Sivas University of Science and Technology
- Type: Public
- Established: 2018
- Academic staff: 300
- Administrative staff: 382
- Location: Sivas, Turkey
- Website: Official website

= Sivas University of Science and Technology =

Public university in Sivas, Turkey

Sivas University of Science and Technology (Turkish: Sivas Bilim ve Teknoloji Üniversitesi) is a public university in Sivas, Turkey. It was founded on 18 May 2018 as the second public university in Sivas Province. Sivas University of Science and Technology (SUST) is providing education in technical sciences with the aim of educating students who will contribute to science and technology with a focus on research activities.

== History ==
SUST was founded as an independent university on 18 May 2018. On Dec 12, 2018, SUST's first rector was appointed. It opened for the spring term of 2019–2020. As of 2020, the university has a total of 682 staff, 300 of which are academic and 382 are administrative.

During the development phase of the university, as a result of the meetings held with industry leaders and Council of Higher Education, it was decided that the university would focus on education programs that would support the defense industry of Turkey.

In 2019, the Sivas School of Vocational Studies was founded offering programs such as an aircraft Technology associate degree program to train a qualified work force for the defense industry organizations in Turkey.

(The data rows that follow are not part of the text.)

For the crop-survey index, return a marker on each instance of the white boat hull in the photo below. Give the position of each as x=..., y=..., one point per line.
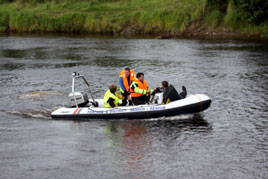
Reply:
x=190, y=104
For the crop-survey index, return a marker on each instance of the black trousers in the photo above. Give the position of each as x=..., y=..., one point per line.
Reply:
x=124, y=101
x=140, y=100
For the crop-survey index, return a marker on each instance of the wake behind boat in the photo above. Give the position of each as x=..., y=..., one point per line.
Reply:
x=80, y=107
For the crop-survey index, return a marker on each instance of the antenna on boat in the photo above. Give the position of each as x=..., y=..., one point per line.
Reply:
x=77, y=75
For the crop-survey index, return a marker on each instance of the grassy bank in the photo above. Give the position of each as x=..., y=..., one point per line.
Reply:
x=154, y=17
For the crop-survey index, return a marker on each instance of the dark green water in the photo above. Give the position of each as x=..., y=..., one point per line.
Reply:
x=229, y=140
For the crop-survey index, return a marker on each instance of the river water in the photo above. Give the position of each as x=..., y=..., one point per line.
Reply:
x=229, y=140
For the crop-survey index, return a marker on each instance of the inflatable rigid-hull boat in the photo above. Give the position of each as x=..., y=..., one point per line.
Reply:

In 2020, with the protocol signed between Sivas Cumhuriyet University (SCÜ) and SUST, a 10 percent share of Cumhuriyet Technopolis were transferred to SUST.

== Campus ==
The Sivas University Science and Technology University main campus will be built at the Kurt Deresi location, Sivas in an area of 455 thousand square meters. The project of the campus has been completed and construction is scheduled to start in 2021.